I'm trying to mutate several columns whose column names have the same prefix and a number as suffix. Each column is mutated based on a value in another column with the corresponding suffix in its name. I can run mutate
using each pair of columns explicitly. However, I'd prefer, if possible, to use a single across
operation, but can't figure out how to make it work.

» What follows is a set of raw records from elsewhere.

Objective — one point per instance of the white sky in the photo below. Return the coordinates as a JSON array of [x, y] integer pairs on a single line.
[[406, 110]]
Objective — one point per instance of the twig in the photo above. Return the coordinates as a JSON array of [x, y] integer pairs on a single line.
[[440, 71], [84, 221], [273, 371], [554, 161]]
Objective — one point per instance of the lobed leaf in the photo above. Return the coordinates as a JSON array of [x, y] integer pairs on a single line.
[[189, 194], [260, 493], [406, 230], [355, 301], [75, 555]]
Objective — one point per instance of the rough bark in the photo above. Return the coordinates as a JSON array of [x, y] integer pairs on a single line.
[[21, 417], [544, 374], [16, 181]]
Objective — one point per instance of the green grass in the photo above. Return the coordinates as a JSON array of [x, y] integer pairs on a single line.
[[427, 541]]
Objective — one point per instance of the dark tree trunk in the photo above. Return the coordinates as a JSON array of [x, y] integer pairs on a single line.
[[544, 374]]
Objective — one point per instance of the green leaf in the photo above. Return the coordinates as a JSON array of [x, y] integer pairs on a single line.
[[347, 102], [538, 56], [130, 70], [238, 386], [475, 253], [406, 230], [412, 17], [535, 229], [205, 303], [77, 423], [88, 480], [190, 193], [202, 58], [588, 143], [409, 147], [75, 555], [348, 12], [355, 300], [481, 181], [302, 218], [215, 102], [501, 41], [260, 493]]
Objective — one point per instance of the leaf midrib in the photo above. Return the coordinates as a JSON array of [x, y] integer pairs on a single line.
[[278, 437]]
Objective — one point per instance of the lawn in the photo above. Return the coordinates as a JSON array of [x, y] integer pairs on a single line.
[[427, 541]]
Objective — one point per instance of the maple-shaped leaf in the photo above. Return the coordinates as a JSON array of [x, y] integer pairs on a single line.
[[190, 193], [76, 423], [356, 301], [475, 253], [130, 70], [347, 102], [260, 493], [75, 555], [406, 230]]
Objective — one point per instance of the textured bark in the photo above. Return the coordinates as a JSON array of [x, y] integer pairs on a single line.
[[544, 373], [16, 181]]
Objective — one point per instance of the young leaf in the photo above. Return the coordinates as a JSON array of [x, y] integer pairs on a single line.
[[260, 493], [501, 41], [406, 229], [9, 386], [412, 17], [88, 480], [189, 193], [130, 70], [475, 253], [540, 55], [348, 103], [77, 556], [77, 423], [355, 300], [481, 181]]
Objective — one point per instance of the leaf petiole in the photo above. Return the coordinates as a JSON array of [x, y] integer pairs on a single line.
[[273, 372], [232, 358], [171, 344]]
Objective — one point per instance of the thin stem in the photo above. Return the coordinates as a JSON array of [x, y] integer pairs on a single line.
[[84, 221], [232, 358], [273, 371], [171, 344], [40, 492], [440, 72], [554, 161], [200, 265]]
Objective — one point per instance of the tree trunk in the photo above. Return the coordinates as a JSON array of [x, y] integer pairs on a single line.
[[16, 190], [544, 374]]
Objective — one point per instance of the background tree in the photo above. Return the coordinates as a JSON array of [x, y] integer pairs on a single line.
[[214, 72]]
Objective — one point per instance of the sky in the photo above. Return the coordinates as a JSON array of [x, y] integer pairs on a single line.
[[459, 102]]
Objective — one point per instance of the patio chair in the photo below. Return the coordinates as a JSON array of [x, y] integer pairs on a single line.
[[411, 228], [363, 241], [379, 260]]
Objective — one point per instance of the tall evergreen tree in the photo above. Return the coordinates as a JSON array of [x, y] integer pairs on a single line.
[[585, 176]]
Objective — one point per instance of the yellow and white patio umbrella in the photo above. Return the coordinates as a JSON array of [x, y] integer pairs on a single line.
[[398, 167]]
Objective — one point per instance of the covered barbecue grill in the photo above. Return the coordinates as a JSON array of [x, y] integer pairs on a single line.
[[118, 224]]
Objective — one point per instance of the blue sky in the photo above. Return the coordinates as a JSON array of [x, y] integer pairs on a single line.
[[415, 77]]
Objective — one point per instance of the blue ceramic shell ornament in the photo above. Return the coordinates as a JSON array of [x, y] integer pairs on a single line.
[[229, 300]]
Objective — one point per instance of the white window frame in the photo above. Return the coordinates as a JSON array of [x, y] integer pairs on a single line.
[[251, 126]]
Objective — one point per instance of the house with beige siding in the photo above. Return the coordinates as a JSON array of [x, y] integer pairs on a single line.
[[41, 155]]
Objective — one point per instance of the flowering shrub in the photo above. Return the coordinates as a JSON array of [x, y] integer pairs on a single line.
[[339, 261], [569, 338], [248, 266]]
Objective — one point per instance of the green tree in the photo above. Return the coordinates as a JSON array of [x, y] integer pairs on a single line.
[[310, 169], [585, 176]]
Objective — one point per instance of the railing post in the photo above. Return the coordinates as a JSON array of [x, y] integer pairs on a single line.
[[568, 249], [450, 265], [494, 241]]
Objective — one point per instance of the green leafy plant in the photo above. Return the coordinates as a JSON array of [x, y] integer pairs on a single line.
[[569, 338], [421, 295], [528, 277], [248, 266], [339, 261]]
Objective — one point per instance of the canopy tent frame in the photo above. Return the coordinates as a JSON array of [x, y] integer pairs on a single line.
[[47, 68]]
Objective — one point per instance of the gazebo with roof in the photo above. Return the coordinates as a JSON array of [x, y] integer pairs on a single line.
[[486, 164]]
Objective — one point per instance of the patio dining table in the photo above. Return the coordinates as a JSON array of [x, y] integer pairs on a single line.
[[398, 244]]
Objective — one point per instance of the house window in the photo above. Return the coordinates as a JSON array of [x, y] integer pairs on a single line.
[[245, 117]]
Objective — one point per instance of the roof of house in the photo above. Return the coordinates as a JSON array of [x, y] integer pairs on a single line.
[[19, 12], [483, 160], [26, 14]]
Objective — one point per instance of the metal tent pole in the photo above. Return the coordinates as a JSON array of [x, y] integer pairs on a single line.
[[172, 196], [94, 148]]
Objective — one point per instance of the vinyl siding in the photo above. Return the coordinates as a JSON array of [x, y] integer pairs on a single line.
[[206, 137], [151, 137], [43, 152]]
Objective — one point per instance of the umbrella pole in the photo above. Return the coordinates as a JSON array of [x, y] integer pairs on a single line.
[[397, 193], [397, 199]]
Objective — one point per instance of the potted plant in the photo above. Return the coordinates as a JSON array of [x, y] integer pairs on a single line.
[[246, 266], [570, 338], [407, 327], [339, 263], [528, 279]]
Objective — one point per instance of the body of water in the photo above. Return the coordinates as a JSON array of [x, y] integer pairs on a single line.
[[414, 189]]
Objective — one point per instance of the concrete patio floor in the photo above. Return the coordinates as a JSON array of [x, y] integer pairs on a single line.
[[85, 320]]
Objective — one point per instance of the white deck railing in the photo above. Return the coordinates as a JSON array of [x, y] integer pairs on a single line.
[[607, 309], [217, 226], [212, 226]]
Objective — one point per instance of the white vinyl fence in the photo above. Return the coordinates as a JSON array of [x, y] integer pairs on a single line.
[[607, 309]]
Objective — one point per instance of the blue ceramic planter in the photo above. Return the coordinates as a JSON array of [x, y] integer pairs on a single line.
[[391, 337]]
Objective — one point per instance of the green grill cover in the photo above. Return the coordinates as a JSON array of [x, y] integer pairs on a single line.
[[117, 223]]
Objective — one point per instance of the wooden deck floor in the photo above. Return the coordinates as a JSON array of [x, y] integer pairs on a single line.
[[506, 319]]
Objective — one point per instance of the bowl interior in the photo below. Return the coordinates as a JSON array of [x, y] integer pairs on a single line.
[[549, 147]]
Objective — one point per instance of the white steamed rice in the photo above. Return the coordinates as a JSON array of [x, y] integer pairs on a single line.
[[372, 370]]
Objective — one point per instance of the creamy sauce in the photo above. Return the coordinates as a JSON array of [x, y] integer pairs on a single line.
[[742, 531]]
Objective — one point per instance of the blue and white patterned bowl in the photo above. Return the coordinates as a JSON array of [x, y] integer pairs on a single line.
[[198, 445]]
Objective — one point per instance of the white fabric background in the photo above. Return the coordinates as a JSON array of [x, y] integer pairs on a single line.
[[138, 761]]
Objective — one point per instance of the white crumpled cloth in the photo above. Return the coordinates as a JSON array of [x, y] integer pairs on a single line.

Below is an example: In the data below, when there's a missing value in a units
column, I want to put a "U"
in the corresponding status
column. So, in this case, units1
has a missing value in row 2, so, in status1
we want row 2 to change from "P"
to "U"
, and likewise for row 4 of the units3
, status3
pair.
library(tidyverse)
# Fake data
set.seed(2)
d = bind_cols(
paste0("status", 1:3) %>%
set_names() %>%
map_df(~sample(c("P","F"), 5, replace=TRUE)),
paste0("units", 1:3) %>%
set_names() %>%
map_df(~sample(c(0:2,NA), 5, prob=c(4,4,4,1), replace=TRUE))
)
d
#> # A tibble: 5 x 6
#> status1 status2 status3 units1 units2 units3
#> <chr> <chr> <chr> <int> <int> <int>
#> 1 P F P 1 1 2
#> 2 P P P NA 2 0
#> 3 F P F 0 1 2
#> 4 F P P 2 0 NA
#> 5 F F P 0 2 0
This can be done by mutating each column separately, which I'd like to avoid:
# Option 1: The hard way
d %>%
mutate(status1 = case_when(is.na(units1) ~ "U",
TRUE ~ status1),
status2 = case_when(is.na(units2) ~ "U",
TRUE ~ status2),
status3 = case_when(is.na(units3) ~ "U",
TRUE ~ status3))
#> # A tibble: 5 x 6
#> status1 status2 status3 units1 units2 units3
#> <chr> <chr> <chr> <int> <int> <int>
#> 1 P F P 1 1 2
#> 2 U P P NA 2 0
#> 3 F P F 0 1 2
#> 4 F P U 2 0 NA
#> 5 F F P 0 2 0
It can also be done by pivoting to long, mutating once, then pivoting back to wide. Even though it takes just one mutate, it is still verbose and has the added complexity of having to figure out a somewhat mind-boggling pivoting operation.
# Option 2: pivot_longer
d %>%
rename_all(~gsub("([1-3])", "_\\1", .)) %>%
pivot_longer(everything(),
names_to=c(".value", "seq"),
names_sep="_") %>%
mutate(status = case_when(is.na(units) ~ "U",
TRUE ~ status)) %>%
pivot_wider(names_from=seq, values_from=c(status, units),
names_sep="") %>%
unnest()
#> # A tibble: 5 x 6
#> status1 status2 status3 units1 units2 units3
#> <chr> <chr> <chr> <int> <int> <int>
#> 1 P F P 1 1 2
#> 2 U P P NA 2 0
#> 3 F P F 0 1 2
#> 4 F P U 2 0 NA
#> 5 F F P 0 2 0
Okay, now for the across
version that I'm trying to figure out:
I use across(matches("^status")
, to operate on each of the three status
columns. The mutate operation needs to successively check the corresponding units
column for each status
column. That is, when status1
is being mutated, it needs to use units1
for the is.na()
condition, and so on.
My thought was to get the numeric suffix for status
using cur_column()
and paste that onto "units" to get a string like "units1"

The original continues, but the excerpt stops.